I have seen in some of the retail questions that people are asking what are in those dossiers? So there are three main components. The first one is really a summary of the scientific evidence that we have from the REDUCE-IT study. The second part is really the eligible patient population in that country. And third, proposed pricing along with a budget impact.

So we are working very, very closely with our advisors in these countries to submit those first 10. Those first 10 will include the largest five countries in Europe. So they will be Germany, France, U.K., Spain and Italy, right? So no question there. Other than these countries, it's really a question of their own time line.
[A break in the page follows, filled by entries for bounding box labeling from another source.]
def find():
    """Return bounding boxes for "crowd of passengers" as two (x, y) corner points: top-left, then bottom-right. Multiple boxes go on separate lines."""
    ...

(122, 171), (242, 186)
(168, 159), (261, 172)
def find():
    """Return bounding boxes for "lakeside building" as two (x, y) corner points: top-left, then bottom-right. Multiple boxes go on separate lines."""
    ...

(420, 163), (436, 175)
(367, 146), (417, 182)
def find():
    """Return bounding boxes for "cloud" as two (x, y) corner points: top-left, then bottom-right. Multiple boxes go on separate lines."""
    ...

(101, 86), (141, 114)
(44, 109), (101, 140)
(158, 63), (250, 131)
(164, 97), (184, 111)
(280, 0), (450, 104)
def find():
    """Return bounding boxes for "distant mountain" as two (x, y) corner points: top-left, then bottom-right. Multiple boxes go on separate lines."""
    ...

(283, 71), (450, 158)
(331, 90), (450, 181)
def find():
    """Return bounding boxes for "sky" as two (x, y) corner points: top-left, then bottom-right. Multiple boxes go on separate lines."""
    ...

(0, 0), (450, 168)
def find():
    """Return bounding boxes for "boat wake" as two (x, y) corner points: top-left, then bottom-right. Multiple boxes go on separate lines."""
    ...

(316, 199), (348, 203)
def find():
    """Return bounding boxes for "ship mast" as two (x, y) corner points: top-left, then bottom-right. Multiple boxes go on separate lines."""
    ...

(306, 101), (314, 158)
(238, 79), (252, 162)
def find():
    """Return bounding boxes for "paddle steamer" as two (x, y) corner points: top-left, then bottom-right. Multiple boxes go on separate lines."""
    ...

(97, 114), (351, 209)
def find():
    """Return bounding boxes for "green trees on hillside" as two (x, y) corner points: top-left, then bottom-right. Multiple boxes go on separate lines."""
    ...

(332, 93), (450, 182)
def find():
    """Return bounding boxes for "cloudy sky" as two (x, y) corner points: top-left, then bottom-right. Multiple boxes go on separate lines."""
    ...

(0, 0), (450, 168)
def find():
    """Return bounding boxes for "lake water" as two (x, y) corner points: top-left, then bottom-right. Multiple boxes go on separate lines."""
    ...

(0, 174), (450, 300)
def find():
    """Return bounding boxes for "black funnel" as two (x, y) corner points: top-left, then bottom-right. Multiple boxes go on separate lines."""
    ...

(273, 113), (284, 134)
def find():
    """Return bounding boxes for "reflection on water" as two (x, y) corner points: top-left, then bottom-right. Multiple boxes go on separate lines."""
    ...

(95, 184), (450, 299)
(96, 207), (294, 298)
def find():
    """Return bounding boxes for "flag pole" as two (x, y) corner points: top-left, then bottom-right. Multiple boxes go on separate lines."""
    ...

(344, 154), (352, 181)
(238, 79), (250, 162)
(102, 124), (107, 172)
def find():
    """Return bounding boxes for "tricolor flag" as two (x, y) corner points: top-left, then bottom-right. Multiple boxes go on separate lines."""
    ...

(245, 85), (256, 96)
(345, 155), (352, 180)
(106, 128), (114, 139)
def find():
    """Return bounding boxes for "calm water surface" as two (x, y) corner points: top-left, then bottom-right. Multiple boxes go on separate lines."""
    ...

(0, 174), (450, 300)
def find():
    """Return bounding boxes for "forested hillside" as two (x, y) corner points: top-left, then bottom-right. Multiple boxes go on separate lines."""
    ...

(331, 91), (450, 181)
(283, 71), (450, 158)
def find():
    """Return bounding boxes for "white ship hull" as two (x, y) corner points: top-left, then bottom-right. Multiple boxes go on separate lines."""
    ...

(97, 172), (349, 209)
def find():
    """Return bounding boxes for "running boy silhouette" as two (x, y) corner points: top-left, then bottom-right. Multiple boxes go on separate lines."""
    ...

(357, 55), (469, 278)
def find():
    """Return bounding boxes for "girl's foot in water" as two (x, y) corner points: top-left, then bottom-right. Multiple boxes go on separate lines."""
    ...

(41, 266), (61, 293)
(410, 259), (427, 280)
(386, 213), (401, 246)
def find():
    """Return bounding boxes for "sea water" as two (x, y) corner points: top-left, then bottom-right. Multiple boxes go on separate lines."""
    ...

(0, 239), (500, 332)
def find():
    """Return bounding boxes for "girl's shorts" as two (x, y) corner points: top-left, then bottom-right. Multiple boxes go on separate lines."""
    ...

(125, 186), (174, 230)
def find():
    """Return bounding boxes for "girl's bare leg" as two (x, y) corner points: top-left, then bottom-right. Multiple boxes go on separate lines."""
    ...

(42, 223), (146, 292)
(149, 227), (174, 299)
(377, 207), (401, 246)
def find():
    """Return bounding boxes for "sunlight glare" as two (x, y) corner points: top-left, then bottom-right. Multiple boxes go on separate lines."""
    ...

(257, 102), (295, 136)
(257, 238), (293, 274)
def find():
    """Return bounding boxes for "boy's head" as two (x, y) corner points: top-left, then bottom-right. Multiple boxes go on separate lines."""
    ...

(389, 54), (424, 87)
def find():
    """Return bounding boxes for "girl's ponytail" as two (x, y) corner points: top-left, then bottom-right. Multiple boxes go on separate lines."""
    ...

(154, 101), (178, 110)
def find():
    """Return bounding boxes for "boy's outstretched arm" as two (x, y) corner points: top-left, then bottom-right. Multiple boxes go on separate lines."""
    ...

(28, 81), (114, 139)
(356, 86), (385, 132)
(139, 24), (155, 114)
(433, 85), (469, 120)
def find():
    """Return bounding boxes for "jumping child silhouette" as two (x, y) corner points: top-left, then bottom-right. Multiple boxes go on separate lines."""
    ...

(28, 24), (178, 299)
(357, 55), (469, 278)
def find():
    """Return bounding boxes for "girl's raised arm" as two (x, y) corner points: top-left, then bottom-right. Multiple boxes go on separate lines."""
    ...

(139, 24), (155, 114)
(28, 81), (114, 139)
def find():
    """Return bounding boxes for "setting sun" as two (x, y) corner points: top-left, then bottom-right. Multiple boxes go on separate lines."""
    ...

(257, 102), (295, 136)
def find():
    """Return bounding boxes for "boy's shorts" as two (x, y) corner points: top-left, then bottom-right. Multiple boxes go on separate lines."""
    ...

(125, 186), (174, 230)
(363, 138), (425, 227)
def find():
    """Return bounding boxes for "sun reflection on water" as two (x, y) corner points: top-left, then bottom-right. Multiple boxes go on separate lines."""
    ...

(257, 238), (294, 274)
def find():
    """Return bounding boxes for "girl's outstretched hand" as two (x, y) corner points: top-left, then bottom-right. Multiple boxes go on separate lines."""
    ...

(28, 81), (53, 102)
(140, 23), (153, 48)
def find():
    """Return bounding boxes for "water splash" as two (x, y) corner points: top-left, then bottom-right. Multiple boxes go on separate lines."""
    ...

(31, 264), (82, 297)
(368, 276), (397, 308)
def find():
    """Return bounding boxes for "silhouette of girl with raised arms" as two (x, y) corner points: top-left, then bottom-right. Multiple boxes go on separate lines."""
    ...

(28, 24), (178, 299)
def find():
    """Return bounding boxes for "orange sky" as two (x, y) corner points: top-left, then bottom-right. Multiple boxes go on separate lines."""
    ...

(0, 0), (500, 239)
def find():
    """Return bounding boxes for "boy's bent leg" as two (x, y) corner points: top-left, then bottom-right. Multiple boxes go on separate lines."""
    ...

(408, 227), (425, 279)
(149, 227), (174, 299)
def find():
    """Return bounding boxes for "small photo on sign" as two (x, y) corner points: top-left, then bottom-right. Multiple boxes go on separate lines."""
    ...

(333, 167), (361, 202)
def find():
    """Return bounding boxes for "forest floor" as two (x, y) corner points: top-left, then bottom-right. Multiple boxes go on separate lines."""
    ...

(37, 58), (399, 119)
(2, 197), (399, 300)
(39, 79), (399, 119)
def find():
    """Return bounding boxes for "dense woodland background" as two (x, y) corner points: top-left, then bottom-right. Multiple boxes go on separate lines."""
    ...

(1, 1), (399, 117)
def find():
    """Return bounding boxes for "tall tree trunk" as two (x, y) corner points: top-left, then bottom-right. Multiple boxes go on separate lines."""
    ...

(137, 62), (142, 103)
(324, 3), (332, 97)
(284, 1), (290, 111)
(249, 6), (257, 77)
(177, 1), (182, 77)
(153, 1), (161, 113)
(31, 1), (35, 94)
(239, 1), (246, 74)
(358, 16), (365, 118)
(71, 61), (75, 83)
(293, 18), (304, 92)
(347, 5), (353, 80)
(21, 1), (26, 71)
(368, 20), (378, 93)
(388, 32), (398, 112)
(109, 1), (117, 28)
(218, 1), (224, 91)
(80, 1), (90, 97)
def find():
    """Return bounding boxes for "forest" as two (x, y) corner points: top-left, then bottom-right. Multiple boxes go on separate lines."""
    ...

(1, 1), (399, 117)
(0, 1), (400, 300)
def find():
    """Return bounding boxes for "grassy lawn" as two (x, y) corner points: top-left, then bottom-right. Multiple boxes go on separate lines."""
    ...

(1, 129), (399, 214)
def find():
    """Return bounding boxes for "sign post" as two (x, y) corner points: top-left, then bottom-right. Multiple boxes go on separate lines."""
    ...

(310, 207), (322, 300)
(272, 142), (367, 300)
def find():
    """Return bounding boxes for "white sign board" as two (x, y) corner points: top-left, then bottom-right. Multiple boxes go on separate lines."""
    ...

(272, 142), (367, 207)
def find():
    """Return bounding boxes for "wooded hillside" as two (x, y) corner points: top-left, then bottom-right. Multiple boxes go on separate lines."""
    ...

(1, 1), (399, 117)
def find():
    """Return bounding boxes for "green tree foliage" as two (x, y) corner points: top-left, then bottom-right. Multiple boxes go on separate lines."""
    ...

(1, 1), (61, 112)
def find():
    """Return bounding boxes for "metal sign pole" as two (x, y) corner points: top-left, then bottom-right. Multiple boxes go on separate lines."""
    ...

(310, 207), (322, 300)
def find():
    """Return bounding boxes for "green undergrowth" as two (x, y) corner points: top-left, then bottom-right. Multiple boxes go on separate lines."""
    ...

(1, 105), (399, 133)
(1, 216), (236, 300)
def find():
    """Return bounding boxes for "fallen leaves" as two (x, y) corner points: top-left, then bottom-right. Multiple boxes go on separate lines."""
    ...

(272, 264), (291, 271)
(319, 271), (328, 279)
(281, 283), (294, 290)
And for us, the fastest we will be able to submit, we will definitely be doing that.

John Thero -- President and Chief Executive Officer

Karim, maybe just as a follow-on there because it's probably on people's minds. So why launch in Germany not now but later this year and why are we launching in every country this year?

Karim Mikhail -- Senior Vice President and Head of Commercial

So first of all, Germany is very unique because it allows access very early on. And in reality, we will not be able to access any other country until we negotiate the price in full. However, in Germany, we can declare a price and start promotion. The reason why we decided to wait for a number of months before end Q3 as the launch date we declared is, number one, as you know, we have not had the chance to promote the brand until very recently, we did not get approval except a month ago.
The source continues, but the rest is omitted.